The urban and elitist biases inherent in health facilities in most South Asian countries, and the neglect of primary and tertiary healthcare, mean that such facilities over-care for the rich and neglect the poor. With the exception of Sri Lanka, these countries’ health sectors have tended to evolve in line with the broader dynamics of ‘free’ market forces, the inherent class contradictions of which have led to the development of a largely curative-care model. Medical education at local institutions in the region often replicates what is found in developed countries, resulting in a demand for the ‘latest’ (which does not necessarily mean the most appropriate) medical care.

This bleak picture aside, there are nonetheless instances that show that it is possible to challenge the hegemony of laissez-faire economics under which health, and indeed other social services, become profiteering ventures. Sri Lanka’s success in developing a highly dispersed rural health infrastructure and policies rooted in preventative healthcare; and the success of Pakistan’s community-embedded Lady Health Workers Programme, show that health outcomes need be achieved even at the cost of economic gains. As Nobel laureate Amartya Sen has often candidly pointed out, people can hardly be expected to generate income when they are not healthy enough to hold a job.

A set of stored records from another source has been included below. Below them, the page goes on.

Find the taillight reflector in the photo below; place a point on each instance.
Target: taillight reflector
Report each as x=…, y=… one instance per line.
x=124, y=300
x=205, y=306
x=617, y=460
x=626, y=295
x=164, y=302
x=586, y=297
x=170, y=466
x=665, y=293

Improving the state of health in the region requires a creative and more far-reaching approach to how the health and well-being of the region’s people can be improved. Sri Lanka, for instance, has been able to use efficiency gains to keep government health spending limited to less than two percent of its GDP. By giving curative and preventative healthcare priority in public health budgets, and allowing access to precede quality, the country’s public healthcare providers have not allowed themselves to be dislodged by the private sector.